Now, a venture capitalist is at the center of sexism claims. Half a dozen women have accused Justin Caldbeck, formerly at Bain Capital, of making unwanted sexual advances when they went to seek out funding or advice from him, according to a report in The Information. (In a statement Caldbeck said: “It is outrageous and unethical for any person to leverage a position of power in exchange for sexual gain, it is clear to me now that that is exactly what I’ve done.”)

The revelations have led LinkedIn co-founder and former CEO Reid Hoffman to speak out. In a LinkedIn blog post he explained how venture capitalists can help fix the culture.

For one thing, the industry should work on building an industry-wide HR function, so that venture capitalists who engage in such behavior face the same sort of consequences they would if their overtures were directed at an employee, he wrote.

Until then, Hoffman wants those who work in the industry to help improve its “working conditions and the overall ethical climate” by acknowledging that sexual harassment is unacceptable.

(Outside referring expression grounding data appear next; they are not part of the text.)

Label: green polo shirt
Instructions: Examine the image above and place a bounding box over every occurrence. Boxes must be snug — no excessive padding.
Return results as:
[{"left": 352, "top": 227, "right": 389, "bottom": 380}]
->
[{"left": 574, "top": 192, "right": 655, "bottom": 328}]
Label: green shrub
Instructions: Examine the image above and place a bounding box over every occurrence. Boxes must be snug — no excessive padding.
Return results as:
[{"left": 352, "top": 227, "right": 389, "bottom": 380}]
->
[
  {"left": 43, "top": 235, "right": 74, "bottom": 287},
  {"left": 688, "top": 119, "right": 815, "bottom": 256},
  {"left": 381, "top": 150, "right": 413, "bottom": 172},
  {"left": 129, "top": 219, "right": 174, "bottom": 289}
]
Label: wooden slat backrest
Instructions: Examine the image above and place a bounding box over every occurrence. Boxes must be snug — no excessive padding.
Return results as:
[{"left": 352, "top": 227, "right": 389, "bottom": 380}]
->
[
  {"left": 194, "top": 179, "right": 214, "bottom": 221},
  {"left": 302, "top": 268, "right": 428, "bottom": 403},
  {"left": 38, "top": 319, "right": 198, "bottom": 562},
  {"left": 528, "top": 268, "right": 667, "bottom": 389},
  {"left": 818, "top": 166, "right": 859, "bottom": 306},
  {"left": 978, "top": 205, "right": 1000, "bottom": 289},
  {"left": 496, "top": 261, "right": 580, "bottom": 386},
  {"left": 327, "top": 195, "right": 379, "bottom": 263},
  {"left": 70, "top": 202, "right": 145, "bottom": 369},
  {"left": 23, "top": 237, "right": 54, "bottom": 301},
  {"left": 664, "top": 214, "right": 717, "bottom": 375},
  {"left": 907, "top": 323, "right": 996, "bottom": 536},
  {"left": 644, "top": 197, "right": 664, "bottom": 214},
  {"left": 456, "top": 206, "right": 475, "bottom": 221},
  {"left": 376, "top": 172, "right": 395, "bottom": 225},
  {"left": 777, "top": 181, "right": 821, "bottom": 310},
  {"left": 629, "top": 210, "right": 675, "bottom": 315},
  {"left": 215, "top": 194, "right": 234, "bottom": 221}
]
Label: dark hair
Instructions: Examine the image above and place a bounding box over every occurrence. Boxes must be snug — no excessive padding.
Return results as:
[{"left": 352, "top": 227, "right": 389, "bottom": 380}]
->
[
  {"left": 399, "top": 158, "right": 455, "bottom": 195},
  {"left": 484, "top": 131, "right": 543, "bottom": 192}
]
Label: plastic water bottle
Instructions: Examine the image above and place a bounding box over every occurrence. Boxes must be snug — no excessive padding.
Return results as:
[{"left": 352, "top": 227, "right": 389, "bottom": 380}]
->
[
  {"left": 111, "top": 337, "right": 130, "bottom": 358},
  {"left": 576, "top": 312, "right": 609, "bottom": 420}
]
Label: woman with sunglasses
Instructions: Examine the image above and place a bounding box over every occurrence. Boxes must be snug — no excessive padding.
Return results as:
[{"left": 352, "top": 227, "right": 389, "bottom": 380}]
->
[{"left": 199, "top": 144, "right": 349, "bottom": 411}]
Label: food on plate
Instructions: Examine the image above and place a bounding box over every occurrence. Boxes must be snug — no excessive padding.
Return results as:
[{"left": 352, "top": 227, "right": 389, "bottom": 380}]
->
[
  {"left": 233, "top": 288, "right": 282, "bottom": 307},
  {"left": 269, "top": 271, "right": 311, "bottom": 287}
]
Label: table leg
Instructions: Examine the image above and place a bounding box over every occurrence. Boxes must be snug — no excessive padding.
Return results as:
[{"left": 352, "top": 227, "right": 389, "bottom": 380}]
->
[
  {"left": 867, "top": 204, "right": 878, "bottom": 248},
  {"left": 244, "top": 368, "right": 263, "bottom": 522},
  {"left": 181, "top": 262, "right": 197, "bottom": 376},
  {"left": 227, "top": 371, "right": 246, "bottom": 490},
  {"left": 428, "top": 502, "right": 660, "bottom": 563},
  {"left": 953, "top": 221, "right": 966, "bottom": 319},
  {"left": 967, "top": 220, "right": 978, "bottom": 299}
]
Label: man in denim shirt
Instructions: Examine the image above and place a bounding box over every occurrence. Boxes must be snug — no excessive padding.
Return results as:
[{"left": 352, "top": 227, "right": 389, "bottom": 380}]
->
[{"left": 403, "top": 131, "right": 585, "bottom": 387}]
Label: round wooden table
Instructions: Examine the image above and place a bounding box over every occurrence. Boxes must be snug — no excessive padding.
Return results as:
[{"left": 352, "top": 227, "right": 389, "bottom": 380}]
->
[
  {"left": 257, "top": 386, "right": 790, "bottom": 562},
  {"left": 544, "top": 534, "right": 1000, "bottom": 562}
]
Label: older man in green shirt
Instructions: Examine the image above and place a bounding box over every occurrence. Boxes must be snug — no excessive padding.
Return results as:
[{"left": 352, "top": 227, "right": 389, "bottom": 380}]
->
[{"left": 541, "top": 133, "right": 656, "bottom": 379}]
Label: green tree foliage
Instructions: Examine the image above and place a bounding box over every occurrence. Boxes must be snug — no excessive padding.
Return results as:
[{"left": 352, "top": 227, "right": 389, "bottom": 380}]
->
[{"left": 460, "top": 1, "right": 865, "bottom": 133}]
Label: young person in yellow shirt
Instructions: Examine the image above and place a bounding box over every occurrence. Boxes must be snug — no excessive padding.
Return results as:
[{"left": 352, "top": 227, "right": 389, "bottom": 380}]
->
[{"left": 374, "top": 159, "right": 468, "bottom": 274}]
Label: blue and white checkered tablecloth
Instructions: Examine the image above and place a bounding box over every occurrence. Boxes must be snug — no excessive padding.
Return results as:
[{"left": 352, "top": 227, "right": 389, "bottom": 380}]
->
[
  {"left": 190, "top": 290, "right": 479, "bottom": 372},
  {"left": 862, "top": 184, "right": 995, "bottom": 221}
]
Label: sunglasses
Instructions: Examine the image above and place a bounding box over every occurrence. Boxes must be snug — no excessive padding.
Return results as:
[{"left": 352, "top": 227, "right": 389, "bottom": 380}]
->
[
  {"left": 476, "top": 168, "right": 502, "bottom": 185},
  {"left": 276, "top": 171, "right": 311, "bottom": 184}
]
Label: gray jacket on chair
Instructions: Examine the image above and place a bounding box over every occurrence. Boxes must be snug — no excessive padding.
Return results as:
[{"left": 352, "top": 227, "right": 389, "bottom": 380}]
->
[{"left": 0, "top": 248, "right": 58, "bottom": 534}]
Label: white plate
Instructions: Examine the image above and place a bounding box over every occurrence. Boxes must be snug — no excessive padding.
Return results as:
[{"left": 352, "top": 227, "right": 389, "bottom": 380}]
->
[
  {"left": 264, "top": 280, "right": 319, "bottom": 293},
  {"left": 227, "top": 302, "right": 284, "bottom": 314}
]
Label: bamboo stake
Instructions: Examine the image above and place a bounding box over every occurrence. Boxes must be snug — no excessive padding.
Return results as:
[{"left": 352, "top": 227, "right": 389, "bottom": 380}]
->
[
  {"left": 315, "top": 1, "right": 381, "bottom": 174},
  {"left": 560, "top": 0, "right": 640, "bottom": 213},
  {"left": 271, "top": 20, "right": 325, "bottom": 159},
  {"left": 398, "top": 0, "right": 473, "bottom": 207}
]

To Hoffman, this means three different things for VCs:

  1. VCs should interact with entrepreneurs the same way a manager would with an employee. Sexual relationships and business relationships should not mix.
  2. Those who see VCs behaving inappropriately should share that information with colleagues.
  3. Limited partners should take a zero-tolerance attitude toward this behavior, and stop investing in VCs who behave badly.

“This behavior occurs in our industry not just because some believe it’s no big deal, but also because those who do find it unacceptable don’t do enough to actively discourage it,” said Hoffman.